[jeremyfischer76]

As a student physician, I want to determine the equivalent dosage of Strontium citrate needed to obtain the same dose of elemental strontium as is obtained in the studied form of strontium, which is strontium ranelate. What I did so far was look up the molecular mass of strontium ranelate, 513.491g/mol, and calculate the percentage of that as Strontium (34.127%), which gives 0.68g elemental strontium with 2g/day of strontium ranelate, the studied dosing strategy.
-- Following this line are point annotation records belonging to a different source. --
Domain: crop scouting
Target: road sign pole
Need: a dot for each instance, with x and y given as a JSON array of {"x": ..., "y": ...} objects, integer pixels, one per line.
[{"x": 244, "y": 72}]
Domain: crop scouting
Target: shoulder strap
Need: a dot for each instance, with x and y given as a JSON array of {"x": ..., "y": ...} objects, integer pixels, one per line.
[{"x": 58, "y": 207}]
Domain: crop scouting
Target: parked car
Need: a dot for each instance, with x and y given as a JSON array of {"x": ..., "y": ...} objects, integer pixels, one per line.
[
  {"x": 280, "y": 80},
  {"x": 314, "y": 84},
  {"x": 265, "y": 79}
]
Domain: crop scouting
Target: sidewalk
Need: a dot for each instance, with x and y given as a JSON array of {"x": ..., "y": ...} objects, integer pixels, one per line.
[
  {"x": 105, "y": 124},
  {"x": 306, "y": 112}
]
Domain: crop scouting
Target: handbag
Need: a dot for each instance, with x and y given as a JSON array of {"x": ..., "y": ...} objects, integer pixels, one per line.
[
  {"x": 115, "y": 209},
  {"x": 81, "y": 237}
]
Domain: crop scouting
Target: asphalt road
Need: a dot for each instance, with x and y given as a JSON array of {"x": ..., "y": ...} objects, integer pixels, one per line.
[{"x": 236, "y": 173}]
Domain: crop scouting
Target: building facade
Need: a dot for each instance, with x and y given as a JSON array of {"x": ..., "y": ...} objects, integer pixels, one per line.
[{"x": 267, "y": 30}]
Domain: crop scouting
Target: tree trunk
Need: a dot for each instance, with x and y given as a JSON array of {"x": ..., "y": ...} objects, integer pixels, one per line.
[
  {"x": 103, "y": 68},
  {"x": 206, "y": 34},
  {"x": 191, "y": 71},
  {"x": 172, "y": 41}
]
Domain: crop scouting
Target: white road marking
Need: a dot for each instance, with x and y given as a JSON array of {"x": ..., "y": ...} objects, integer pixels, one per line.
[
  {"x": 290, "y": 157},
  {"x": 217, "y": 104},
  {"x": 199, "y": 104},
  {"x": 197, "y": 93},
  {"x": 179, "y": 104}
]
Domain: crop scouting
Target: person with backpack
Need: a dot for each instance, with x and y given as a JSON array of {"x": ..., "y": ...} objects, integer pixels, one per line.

Then I planned to determine a. the molecular mass of strontium citrate, b. the percentage of that as elemental strontium, and c. the amount of strontium citrate required to yield 0.68g elemental strontium. However, I was confused by the information I found about the molecular mass on Strontium citrate. One site ( http://www.chemblink.com/products/813-97-8.htm ) lists the chemical formula as C6H6O7Sr, gives a molecular weight of 277.73, and yet also calls it tristrontium dicitrate. When I add up the atomic weights of the individual atoms in the C6H6O7Sr, compared with that of tristrontium dicitrate, they are obviously very different. Furthermore, although Wikipedia doesn't have strontium citrate as a listing, they do have Calcium citrate, and list the formula as Ca3(C6H5O7)2, so there is one less hydrogen per citrate. It's been awhile since chemistry classes, and my memory fails me here, but I'm wondering if aqueous form verse dry form has something to do with the variance in numbers of hydrogens listed. I'm also guessing that the C6H6O7Sr versioin of the formula for Strontium citrate couldn't possibly give proper ratios, since there would need to be 3 strontiums per citrate ion to balance the polarities.

Anyone skilled in this area who could help me solve the problem?

Thanks,

Jeremy

[Borek]

Simplest approach calls for (C₆H₅O₇)₂Sr₃.

Although I have no idea if it contains (or not) crystalline water, which will change the molar mass slightly.